Cosa significa avere un portafogli diversificato?

«Avere nel paniere quote di azioni e obbligazioni o Titoli di Stato, in un rapporto dove le obbligazioni siano almeno al 40% rispetto alle azioni», spiega Tarditi. «È un’allocazione che ti permette da una parte di beneficiare dell’andamento positivo dei mercati azionari, che garantiscono guadagni maggiori, e nei periodi negativi avere un reddito fisso che ti protegge, che arriva appunto dalle cedole delle obbligazioni. Diversificare i settori di investimento, inoltre, ci aiuta a tutelarci ancora di più», dice l’esperto. Ci sono momenti in cui diversi fattori si incrociano, e le perdite diventano inevitabili. Nel 2022 per esempio, abbiamo assistito a una combinazione rara: se da una parte guerra e crisi energetica hanno provocato scossoni sui titoli azionari, l’inflazione e i continui i rialzi del costo del denaro hanno parallelamente fatto cadere anche i rendimenti dei titoli di Stato. Ma è qui che entra in gioco il fattore tempo. «Nel 2023 il mercato ha già in parte recuperato le perdite del 2022 e questo ci suggerisce quanto sia importante  aspettare che la situazione si avvii verso la normalità, prima di prendere decisioni azzardate».

E se il mio investimento di lungo periodo sta scadendo?

Cosa succede se il mio era un investimento a lungo raggio, ma la data della scadenza si avvicina? «Molto dipende dal tipo di rischiosità dell’investimento, ma per evitare il problema bisogna giocare d’anticipo», suggerisce l’esperto. «Se il tuo portafoglio è aggressivo e sai che la scadenza si sta avvicinando, devi attuare un po’ di tempo prima una strategia di derisking». Significa vincere la tentazione di voler guadagnare fino all’ultimo giorno, e iniziare a vendere un po’ prima, virando verso prodotti più sicuri, anche se le cose stanno andando benissimo. In altre parole, vendere azioni rischiose e spostarsi verso altre più sicure, o obbligazioni a breve termine, che sono tradizionalmente le meno remunerative ma che danno maggiore tranquillità. Oppure uscire da un fondo azionario per entrare in uno obbligazionario.

Il check semestrale

Per evitare rischi, dovremmo anche imparare a leggere i fenomeni e a osservare i trend, così da avere qualche chance in più di “prevenire” i danni causati dalle fasi negative. Tarditi fa un esempio: «Se ho un portafoglio di azioni concentrato nel settore big tech, e so che hanno fatto benissimo durante la pandemia, devo considerare che il trend positivo non continuerà all’infinito. Dunque, devo iniziare a valutare la possibilità di vendere in parte e comprare altri prodotti in un altro settore».
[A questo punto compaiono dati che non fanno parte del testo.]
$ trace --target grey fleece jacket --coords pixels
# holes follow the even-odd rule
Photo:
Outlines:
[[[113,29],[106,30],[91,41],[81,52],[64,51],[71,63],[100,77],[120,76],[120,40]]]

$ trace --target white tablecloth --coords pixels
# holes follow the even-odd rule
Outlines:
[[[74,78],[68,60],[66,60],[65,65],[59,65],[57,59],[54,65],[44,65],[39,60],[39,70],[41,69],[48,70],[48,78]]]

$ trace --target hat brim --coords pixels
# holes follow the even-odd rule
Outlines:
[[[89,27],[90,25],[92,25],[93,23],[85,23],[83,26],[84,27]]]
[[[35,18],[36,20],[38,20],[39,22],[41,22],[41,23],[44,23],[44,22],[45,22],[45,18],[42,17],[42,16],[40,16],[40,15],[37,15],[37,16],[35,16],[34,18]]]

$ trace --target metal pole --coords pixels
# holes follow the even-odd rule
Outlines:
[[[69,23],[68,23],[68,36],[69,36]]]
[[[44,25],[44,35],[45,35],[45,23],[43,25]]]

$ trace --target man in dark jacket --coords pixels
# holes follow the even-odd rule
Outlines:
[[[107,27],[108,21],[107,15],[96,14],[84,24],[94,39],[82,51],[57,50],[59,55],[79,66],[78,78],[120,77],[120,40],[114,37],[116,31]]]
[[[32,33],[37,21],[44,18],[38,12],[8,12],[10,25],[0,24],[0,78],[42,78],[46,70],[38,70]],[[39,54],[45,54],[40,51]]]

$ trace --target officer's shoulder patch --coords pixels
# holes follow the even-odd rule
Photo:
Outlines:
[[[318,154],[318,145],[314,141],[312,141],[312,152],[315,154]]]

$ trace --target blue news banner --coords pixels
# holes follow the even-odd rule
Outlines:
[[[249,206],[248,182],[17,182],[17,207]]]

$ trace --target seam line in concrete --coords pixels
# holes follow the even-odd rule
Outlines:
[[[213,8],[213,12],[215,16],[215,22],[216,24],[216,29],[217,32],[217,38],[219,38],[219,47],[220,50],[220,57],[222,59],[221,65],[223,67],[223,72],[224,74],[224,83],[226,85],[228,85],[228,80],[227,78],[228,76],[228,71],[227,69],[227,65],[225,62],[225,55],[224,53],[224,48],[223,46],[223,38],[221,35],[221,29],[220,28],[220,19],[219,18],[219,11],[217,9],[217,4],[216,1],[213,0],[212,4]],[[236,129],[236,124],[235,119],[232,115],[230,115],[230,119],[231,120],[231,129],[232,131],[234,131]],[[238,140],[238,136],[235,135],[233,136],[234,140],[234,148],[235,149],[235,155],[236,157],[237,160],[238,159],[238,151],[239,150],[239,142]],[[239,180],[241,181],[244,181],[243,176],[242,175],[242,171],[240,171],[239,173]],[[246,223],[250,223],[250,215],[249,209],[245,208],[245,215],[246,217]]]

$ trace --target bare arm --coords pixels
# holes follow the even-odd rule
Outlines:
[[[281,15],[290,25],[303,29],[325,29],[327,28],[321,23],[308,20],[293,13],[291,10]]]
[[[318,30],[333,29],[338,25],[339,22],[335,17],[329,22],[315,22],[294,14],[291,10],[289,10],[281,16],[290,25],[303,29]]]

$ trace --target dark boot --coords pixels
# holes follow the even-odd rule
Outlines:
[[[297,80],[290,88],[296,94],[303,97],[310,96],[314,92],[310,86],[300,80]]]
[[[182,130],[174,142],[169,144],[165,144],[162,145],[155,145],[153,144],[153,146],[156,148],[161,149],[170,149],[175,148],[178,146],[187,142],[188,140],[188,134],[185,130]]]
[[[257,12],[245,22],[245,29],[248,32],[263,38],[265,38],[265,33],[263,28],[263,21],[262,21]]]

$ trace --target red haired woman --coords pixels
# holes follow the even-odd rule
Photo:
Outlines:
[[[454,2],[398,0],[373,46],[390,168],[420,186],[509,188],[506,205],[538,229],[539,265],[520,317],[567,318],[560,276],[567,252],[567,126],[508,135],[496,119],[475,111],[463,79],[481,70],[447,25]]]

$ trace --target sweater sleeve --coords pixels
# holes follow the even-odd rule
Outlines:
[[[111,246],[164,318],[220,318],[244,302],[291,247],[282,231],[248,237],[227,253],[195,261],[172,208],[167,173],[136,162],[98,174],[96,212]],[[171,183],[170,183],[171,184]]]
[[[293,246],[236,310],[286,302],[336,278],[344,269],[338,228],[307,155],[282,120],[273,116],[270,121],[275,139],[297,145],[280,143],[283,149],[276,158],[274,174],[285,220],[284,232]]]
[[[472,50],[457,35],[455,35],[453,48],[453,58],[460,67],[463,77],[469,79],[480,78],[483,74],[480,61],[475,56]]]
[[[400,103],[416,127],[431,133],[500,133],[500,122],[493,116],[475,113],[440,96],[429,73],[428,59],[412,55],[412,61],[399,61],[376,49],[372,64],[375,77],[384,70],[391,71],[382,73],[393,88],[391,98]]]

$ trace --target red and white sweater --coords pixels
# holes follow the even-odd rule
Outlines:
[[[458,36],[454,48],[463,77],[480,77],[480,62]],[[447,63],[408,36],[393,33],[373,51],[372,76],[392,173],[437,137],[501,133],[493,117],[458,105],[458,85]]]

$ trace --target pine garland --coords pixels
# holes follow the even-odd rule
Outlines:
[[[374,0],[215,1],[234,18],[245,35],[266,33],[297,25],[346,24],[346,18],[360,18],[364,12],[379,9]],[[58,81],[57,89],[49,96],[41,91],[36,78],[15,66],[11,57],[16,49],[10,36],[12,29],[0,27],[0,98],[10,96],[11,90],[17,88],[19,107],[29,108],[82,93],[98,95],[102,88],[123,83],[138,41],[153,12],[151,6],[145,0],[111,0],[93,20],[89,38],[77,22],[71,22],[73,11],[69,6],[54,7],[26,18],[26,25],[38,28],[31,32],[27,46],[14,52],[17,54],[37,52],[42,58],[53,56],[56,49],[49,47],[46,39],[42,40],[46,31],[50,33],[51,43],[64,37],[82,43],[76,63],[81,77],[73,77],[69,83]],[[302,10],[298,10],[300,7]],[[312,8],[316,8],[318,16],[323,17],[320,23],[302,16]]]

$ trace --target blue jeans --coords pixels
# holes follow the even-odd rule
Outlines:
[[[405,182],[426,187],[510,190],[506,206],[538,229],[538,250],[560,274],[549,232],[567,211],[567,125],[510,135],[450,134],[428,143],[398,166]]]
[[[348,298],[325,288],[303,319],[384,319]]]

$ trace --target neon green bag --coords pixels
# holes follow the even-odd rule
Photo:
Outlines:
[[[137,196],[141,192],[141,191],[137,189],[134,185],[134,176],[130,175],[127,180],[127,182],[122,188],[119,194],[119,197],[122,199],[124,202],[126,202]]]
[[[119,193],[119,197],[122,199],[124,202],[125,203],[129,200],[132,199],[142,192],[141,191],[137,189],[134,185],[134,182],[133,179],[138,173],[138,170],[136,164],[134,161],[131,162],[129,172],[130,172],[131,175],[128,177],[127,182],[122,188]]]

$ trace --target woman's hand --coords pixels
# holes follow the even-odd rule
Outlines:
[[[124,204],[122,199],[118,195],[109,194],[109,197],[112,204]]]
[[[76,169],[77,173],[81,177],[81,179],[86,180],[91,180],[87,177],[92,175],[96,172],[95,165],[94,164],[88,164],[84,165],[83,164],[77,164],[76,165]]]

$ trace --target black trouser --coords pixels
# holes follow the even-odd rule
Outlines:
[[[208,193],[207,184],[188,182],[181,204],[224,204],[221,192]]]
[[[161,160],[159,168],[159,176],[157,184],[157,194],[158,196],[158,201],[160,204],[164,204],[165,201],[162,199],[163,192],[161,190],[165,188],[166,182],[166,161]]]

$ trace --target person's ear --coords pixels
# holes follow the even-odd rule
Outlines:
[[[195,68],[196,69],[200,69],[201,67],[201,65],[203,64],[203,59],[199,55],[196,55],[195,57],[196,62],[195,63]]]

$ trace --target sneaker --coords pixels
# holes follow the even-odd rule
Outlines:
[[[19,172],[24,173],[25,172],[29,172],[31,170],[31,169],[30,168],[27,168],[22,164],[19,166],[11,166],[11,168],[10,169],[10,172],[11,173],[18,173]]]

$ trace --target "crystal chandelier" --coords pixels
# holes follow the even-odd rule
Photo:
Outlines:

«La regola d’oro di un trader è fare un check del proprio portafoglio ogni giorno, aprire cioè i giornali e chiedersi ogni mattina se comprerebbe ancora i titoli che ha in tasca. E in base alla risposta stabilire la propria strategia», dice Tarditi.  Se analisi del genere non sono alla nostra portata, possiamo però confrontarci con qualcuno più esperto di noi. «Fissare un appuntamento semestrale o almeno annuale con il consulente e fare un punto della situazione, dopo esserci assicurati di avere scelto un professionista credibile e preparato. Ogni sei mesi andrebbe fatto un assessment del portafoglio, valutando il dafarsi sulla base dello scenario e di cosa potrebbe accadere. Quanto più il paniere è concentrato su un singolo nome o settore, tanto bisogna stare attenti», è il consiglio.